So my understanding is that many ‘entries’ in a cataloging record are meant to be ‘citations’. They are meant to unambiguously identify the work cited. In the age when cataloging rules were created, what you’d do with that unambiguous citation was simply look it up in a printed or card catalog.
But the very precise rules involving ‘main entry’ and ‘uniform title’ should, I believe, allow software to unambiguously find the target of the citation in a database, if it’s there.
I am at the very beginning stages of figuring out how to do this exactly, it’s not exactly simple.
If it turns out that you can’t even do this, I’m really going to think that much of the very complicated and time-consuming cataloging rules are irrelevant in the post-card-catalog age.
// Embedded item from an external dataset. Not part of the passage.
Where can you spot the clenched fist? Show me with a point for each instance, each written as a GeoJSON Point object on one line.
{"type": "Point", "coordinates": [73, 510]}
But we’re not there yet.
Initial signs, however, aren’t very good. Take this example from OCLC docs on 76x-78x linking fields.
The first choice for identification is the uniform title. If available, use the entire uniform title (e.g., title and qualifier) to identify the related publication. If the uniform title is unavailable, use the main entry and title proper. For example, if OCLC record number 6597310 has the following uniform title:
130 0 Monthly digest of statistics (Zimbabwe. Central Statistical Office)
It would be linked to the related publication in field 780.
780 0 0 ‡t Monthly digest of statistics (Zimbabwe. Central Statistical Office) ‡w (OCoLC)6597310
Okay, fair enough. And a referenced uniform title should indeed allow us to unambiguously identify records belonging to the cited work. But wait. That title is clearly a uniform title, it’s given in a 130.
But in the 780 example then… shouldn’t that title be in subfield ‘s’, not ‘t’? 780 subfield s is clearly documented as “uniform title”, right?
But wait, $t says: it is indeed used for title elements from a 245 or a 130. Subfield ‘u’ is only used for field 240 entered uniform titles.
So wait, when citing a work in a 780, you put a uniform title in subfield s if it’s title-main-entry, but you put it in subfield t if it’s author main entry? And when you find a title in t, there’s no way to know if it’s a uniform (controlled) title, or a transcribed (245) title?
Um. So, um. I am kinda speechless. If you’re going to spend all these expensive cataloger hours following very precise rules, wouldn’t it be sensible to make the rules result in data that can actually be interpreted to do what’s it’s supposed to do?